“Every time you go out the mountain has changed,” said Martin Connolly.
was hiking Sliabh Beagh with Martin and Donna McCarra, local guides with Sliabh Beagh Adventures. A day earlier, the views of the mountain spanned several counties. Now it was gloomy. A gray veil of mist has gathered around us; the swampy ground sagged, sagged and crushed underfoot.
And I loved it. Prior to visiting I had struggled to place Sliabh Beagh, a 380m hill near Knockatallon in northern County Monaghan, on the map. However, as we walked along its trails, this expanse of blanket bog began to impress its identity.
“We’re in Fermanagh now,” Donna said at one point. “We travel the counties. You would go back and forth a lot and you probably wouldn’t even notice it. ”
I wondered what it was like growing up near the border. They showed me sections of boreen that had exploded during the unrest and an old customs post engulfed in the forest.
I stayed at the Sliabh Beagh hotel. It is basic, with 14 rooms, a bar, an event hall and a restaurant.

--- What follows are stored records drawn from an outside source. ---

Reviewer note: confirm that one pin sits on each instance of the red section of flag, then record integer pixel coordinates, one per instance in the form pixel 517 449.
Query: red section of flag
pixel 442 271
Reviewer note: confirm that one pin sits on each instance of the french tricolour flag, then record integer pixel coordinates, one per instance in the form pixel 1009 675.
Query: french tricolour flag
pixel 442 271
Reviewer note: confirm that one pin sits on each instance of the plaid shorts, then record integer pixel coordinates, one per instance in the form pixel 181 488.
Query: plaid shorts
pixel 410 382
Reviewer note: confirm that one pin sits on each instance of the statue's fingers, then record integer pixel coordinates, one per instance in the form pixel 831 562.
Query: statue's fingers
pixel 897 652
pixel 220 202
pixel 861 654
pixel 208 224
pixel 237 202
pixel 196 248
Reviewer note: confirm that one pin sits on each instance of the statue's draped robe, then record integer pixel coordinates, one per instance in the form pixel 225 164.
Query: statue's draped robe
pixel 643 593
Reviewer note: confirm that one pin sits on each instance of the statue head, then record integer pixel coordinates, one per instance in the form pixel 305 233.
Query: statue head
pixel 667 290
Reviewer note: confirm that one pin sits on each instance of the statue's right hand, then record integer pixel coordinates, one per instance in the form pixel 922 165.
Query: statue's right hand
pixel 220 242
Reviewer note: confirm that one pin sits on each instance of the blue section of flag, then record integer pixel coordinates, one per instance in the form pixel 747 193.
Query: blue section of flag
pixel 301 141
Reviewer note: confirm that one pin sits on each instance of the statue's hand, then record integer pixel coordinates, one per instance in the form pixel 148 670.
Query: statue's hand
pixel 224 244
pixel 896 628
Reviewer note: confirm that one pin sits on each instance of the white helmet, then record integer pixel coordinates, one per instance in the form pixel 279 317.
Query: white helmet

But he has a story.
Before its opening in 2000, the parish found itself isolated, in decline, with its young people who fly away. The local development volunteer group came up with the idea for a community-run hotel and raised funds to create a social enterprise center that could employ locals and provide a venue for everything from weddings to nightclubs, meetings and subsidized Sunday meals for the elderly. It also offered visitors a place to stay.
“At first it seems far from Monaghan,” as the local staff member serving me breakfast said. “But you get used to it. I stayed.”
The hotel was a catalyst. Access to the area has been improved, profits reinvested, abandonment and the exodus of young local families have been stopped.
Covid is a challenge, but maybe also an opportunity – these days, sustainability, slow travel and community tourism are shifting from tokenism to global trends. “We have to create tourism without destroying the landscape,” as Donna said.
Sliabh Beagh Adventures opened in April. Managed by Fiona Connolly, it is based in a building that was once his grandparents’ village store, but had been inactive for 15 years. The number of visitors is low, but she hopes to increase them with activity and accommodation packages, among other ideas adapted to the community and its wild nature.
“You won’t find peace and quiet like this,” she told me.
By the time I came down from the mountain, that had changed again. The mist was gone; the blue sky was opening. The signal had returned to my phone and I said goodbye as I returned to the radar.